The Entertrainer Mon, Nov 11th 2013 @ 8:44am

Hi Julia... the next card has been revealed! The "Irritable" card... one of my favourites, and an area of expertise! Definitely one that benefits from your Wilde thoughts! Have a lovely day x

julia Mon, Nov 11th 2013 @ 9:25am

Just read it and like it Lex. Very much! I will post later after others have. (I sometimes think I put people off posting after I have so do try to let others have their say before my quite often irritable missive appears!)

The Entertrainer Mon, Nov 11th 2013 @ 10:37am

Thanks for your ongoing encouragement Julia. I'd actually like to discuss some ideas with you, if you'd be happy to email me?
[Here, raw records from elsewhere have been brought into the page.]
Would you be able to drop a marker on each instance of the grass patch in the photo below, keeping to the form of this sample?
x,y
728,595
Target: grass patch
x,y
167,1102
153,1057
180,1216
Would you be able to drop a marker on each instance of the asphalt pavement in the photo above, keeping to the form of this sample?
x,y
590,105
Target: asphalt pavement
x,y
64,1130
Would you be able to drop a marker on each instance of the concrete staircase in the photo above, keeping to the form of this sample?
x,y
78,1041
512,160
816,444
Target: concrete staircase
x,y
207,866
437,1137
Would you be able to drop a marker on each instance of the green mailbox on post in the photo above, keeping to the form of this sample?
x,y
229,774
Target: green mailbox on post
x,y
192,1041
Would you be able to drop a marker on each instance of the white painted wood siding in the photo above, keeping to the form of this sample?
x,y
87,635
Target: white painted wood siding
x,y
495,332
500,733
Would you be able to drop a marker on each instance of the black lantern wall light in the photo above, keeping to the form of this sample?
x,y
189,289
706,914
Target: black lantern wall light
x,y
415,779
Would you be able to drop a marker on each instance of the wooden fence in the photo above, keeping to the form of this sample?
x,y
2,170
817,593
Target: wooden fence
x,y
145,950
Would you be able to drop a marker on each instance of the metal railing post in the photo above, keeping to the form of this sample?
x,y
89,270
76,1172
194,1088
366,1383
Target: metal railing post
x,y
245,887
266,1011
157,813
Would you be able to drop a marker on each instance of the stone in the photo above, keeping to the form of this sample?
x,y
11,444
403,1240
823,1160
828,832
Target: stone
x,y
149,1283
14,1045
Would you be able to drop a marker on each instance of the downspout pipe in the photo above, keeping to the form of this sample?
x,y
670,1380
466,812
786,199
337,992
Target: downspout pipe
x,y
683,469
Anonymous Wed, Nov 13th 2013 @ 10:10pm

I prefer seeing past mistakes as having regret about decisions I made. I want to have compassion for the person I was at that moment who did the best she could with the information and history and circumstances in that moment. A definition of sinning that I like to apply is the ancient archery term of sinning, which is that I missed the mark. So that means I can pick up another arrow and try again. If I harmed someone with my shot, then I can look to see if restitution can be made. If not, my future actions can certainly be based on a fuller understanding of the consequences, and if I choose based on wanting to be true to myself and to do no harm, I see that as a form of restitution that can contribute.

Leila Sun, Nov 24th 2013 @ 8:38am

I agree with your comment completely. I have first hand experience as a 6 years old child of someone else's ( a grown up close relative) guilt and shame being put on my little shoulders 'don't be like your aunt' and living with it all my life and still having the negative effects on with my relationships. It is not easy and the damage is done. Yet it is not hopeless, understanding , articulating and maybe eventually moving on is the ways forward.